At times, the complaints against U.S. actions made it seem as if America was engaged in a one-sided Israel-bashing crusade. It was as if the United States hadn't vetoed the U.N. Security Council resolution on Har Homa, the only country to vote with Israel in the General Assembly; as if President Clinton had questioned Israel's rights in Jerusalem, rather than limiting his criticism to the timing and the effect of the Har Homa decision; and as if the United States had participated in the Gaza meeting to send an anti-Israel message. In fact, it was the United States that opposed efforts in Gaza to set up an alternative "mechanism" for guaranteeing implementation of the Oslo accords.

Even more worrisome is the seemingly automatic way in which some assume that American criticism of Israel is necessarily harmful to the Jewish state.

The notion of American evenhandedness is considered a threat, rather than an advantage. Most of Israel's supporters here are heartened by the fact that the United States — the country best able and most willing to help resolve the Israeli-Arab dispute — is also Israel's closest friend. But some U.S. Jews erroneously think that America's active role in the Mideast peace process should be sacrificed for the sake of the Israeli-American friendship.

These supporters of Israel misjudge America's own long-term interests in the region and, whether knowingly or not, they are also endangering Israel's security and welfare.
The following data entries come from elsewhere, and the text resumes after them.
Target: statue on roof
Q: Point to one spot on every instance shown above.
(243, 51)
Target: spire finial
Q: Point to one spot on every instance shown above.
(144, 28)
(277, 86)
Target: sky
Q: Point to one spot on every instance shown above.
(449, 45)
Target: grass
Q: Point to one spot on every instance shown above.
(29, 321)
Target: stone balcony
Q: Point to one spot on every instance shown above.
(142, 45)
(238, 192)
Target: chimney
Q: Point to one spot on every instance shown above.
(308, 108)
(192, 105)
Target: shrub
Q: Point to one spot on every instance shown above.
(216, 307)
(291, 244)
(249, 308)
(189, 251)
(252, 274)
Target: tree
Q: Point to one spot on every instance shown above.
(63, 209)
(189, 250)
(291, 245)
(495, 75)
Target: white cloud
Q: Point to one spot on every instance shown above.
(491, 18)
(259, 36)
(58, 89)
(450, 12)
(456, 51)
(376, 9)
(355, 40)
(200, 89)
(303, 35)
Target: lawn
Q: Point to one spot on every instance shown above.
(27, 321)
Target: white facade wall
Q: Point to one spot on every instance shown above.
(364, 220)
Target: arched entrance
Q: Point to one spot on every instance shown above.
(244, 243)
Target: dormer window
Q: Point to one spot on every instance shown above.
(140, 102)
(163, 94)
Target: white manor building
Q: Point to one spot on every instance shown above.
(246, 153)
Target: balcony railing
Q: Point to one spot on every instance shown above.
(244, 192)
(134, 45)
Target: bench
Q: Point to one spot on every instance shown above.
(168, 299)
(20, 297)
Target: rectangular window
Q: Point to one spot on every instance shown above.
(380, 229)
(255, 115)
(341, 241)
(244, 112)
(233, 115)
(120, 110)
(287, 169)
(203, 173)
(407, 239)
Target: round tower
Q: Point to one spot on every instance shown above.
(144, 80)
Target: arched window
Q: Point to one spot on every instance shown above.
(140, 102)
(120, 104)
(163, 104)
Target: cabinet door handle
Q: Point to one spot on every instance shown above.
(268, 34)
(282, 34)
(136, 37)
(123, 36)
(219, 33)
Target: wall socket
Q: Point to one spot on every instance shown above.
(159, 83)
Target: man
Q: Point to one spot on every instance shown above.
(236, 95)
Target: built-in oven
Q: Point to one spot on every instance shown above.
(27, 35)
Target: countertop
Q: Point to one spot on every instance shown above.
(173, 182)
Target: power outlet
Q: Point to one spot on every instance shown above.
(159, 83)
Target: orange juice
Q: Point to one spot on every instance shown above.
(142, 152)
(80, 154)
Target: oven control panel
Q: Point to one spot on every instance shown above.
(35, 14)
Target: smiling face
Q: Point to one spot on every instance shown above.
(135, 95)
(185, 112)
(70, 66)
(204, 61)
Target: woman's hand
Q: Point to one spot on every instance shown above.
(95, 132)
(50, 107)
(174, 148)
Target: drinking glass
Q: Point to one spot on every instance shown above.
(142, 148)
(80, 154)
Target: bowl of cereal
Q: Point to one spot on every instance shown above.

As the Clinton administration tries to strike a balance between America's special relationship with Israel and the U.S. role as facilitator-mediator in the peace process, the U.S.-Israel relationship has understandably been strained. But lest we forget, the United States has a great responsibility to provide overall perspective in the process — to help prevent violence, build bridges and keep the negotiations on track.

The United States is the only outside party with the ability to keep Israelis and Arabs at the table. If American Jews overly circumscribe that ability, it is Israel that will suffer the most.